By Adam Schaefer
Throughout the past month I have noticed that the Southeast Missourian has been inundated with letters and opinions expressing discontent over Southeast Missouri State University's possible retirement of the Indian nickname and mascot. The majority of these comments have been made by alumni of the university and members of the community. However, there has been a glaring absence of opinions from the students.
As the current president of the Student Government Association, I feel it is important to add the Student Senate's perspective to the dialogue. As it has been previously reported, the Student Senate voted in favor of a resolution in support of retiring the Indian nickname. The political correctness of using the Indian was discussed at length, and the Student Senate took the time to gain a historical perspective of the use of Native American mascots. In addition to considering the appropriateness of using an Indian, the students also took into consideration the university's current usage of the nickname.

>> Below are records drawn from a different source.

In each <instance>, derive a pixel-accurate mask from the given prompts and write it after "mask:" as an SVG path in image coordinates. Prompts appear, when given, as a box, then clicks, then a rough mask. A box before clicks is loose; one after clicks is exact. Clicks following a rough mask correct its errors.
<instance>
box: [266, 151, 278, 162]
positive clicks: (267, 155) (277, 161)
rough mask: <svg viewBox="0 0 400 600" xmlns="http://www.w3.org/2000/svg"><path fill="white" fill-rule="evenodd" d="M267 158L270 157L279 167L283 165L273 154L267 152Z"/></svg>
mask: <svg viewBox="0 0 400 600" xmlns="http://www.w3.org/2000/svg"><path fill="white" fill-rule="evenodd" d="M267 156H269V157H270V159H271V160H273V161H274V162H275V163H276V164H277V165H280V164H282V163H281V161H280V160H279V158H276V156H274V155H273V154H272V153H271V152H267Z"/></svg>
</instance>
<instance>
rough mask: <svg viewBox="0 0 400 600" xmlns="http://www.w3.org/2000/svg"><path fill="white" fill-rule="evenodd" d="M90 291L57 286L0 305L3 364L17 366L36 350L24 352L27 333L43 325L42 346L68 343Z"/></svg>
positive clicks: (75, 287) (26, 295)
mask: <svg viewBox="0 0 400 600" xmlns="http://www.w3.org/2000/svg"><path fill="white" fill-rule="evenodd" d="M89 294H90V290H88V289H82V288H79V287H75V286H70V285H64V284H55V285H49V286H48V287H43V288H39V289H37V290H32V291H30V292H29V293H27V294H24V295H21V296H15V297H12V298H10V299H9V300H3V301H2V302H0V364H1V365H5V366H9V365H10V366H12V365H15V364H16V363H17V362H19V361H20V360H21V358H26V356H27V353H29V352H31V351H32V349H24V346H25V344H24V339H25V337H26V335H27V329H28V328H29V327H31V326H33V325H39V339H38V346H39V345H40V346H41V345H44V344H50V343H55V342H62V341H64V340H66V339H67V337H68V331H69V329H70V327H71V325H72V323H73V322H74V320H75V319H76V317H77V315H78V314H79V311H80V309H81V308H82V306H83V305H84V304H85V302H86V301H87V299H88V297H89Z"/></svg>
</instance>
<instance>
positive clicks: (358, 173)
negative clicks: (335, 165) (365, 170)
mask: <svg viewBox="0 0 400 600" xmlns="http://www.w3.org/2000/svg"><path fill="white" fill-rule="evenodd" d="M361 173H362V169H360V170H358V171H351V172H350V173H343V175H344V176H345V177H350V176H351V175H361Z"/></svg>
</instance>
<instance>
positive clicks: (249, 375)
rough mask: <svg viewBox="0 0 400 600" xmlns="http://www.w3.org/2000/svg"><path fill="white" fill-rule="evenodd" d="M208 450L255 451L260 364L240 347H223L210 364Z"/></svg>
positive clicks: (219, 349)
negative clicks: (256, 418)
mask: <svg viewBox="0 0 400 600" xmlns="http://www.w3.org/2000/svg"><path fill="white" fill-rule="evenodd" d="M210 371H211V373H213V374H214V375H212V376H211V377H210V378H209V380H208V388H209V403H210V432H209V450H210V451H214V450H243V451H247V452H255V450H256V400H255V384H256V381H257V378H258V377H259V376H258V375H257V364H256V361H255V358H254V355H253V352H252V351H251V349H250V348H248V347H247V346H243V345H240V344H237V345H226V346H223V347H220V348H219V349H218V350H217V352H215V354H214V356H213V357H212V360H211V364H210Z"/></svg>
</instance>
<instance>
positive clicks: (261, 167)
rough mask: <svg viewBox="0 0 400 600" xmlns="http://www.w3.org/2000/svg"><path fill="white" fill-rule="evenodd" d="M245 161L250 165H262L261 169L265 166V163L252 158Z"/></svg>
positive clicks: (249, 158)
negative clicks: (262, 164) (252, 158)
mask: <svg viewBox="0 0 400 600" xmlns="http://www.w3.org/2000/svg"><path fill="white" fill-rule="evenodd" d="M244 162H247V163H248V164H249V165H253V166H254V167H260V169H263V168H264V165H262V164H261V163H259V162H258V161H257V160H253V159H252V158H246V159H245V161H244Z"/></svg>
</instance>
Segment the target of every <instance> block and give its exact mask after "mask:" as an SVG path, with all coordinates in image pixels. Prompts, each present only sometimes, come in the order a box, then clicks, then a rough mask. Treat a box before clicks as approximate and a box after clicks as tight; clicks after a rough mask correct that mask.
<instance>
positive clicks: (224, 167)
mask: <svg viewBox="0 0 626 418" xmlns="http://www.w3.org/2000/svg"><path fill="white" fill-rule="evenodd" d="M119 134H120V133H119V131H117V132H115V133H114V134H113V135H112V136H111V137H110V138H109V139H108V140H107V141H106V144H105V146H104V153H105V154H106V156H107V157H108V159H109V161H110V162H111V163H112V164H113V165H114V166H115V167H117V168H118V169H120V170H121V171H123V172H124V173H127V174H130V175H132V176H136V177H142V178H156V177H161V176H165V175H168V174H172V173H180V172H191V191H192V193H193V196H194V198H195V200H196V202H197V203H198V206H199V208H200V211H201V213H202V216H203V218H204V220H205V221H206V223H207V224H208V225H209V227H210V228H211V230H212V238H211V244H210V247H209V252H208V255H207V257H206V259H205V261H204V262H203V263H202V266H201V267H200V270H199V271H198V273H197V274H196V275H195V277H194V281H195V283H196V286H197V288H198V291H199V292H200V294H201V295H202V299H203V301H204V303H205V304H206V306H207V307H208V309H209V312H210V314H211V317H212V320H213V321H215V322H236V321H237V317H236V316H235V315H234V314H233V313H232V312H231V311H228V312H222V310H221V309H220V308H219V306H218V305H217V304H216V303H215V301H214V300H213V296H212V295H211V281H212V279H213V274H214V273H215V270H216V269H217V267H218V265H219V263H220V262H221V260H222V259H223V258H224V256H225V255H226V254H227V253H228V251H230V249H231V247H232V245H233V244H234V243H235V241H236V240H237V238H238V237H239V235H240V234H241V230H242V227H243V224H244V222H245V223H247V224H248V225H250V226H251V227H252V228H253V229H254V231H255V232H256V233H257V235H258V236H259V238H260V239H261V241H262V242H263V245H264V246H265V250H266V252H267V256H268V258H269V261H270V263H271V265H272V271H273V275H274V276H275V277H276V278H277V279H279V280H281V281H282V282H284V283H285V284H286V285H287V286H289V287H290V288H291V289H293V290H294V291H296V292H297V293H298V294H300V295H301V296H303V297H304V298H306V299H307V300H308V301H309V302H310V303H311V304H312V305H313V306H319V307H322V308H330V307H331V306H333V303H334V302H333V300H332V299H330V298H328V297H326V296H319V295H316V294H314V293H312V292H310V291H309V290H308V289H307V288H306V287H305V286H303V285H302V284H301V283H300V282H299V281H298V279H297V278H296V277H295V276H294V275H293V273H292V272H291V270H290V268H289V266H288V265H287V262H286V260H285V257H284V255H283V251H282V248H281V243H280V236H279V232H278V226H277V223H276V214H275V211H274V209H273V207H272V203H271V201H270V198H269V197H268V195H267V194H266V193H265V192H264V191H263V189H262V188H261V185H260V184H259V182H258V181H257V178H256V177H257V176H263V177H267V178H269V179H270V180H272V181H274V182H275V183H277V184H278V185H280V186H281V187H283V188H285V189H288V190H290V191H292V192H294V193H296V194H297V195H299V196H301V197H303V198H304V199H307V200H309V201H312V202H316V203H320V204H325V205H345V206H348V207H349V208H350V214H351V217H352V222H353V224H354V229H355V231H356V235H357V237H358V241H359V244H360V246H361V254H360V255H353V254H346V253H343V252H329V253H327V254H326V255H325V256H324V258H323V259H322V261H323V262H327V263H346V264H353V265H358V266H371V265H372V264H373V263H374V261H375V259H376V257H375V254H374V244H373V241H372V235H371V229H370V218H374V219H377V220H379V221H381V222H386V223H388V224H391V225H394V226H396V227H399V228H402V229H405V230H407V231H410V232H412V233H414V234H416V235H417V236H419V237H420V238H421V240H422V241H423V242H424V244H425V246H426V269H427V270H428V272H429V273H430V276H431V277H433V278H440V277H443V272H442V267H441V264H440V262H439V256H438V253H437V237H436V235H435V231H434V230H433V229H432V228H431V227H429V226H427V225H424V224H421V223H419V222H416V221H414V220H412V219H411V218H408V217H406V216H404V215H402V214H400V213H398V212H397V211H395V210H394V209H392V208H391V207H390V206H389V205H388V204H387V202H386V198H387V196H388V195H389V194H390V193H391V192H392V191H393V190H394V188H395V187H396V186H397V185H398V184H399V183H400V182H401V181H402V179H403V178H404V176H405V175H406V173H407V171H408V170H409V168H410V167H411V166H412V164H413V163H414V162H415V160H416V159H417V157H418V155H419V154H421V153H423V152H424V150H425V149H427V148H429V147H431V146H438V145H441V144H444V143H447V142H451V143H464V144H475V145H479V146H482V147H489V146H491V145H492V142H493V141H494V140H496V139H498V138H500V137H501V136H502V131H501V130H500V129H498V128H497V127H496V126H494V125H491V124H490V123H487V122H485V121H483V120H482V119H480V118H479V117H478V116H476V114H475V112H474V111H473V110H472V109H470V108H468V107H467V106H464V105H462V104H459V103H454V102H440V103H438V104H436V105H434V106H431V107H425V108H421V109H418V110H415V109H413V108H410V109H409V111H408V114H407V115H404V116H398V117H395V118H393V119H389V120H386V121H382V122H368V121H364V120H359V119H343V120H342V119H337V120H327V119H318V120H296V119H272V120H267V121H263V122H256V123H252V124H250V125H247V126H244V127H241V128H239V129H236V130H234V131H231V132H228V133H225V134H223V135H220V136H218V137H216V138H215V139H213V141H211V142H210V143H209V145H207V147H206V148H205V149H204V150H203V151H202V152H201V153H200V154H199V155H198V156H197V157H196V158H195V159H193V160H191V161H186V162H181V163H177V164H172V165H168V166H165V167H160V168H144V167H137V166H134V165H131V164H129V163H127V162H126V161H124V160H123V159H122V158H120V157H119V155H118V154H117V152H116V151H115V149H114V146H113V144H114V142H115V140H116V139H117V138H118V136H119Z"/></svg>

It was mentioned in the Student Senate and confirmed by a Student Government Association student survey that the university does not market or use the Indian mascot often or effectively enough and that if the university is unable to market the Indian due to current social pressures, then a change should be made. It became abundantly clear to the Student Senate that the issue of the political correctness of the Indian name is one that will not go away and will not be solved by maintaining the status quo.
Current students are unable to have the traditions in which alumni who graduated before the late 1980s were able to take part . As a result, many students have developed a use-it-or-lose-it philosophy. In addition, the resolution that was passed included a line that stated that the purpose of a nickname and mascot was to unite the student body and instill pride, things that the current name does not provide for students.
The students' decision was made with background knowledge and what was deemed to be the best option for current and future students. It was not necessarily a direct representation of all student sentiment. The Student Senate performed its role as elected representatives who make informed decisions that will best benefit the student body and not decisions driven by emotion. In this case, it was decided that a change is the most beneficial option the university has.
The vote did not include an alternate name, just the recommendation that the process of change include a multitude of opportunities for students to have input. The current process has involved and will continue to involve students. I have seen students on campus become excited over the possibility of a new nickname that the university can use and the students can be proud of.
I believe it is essential for the student perspective to be added to the flurry of debate over the current nickname. Students are yet another stakeholder in this issue that should be considered by those who are on both sides of this issue.
Adam Schaefer is the president of the Student Government Association at Southeast Missouri State University.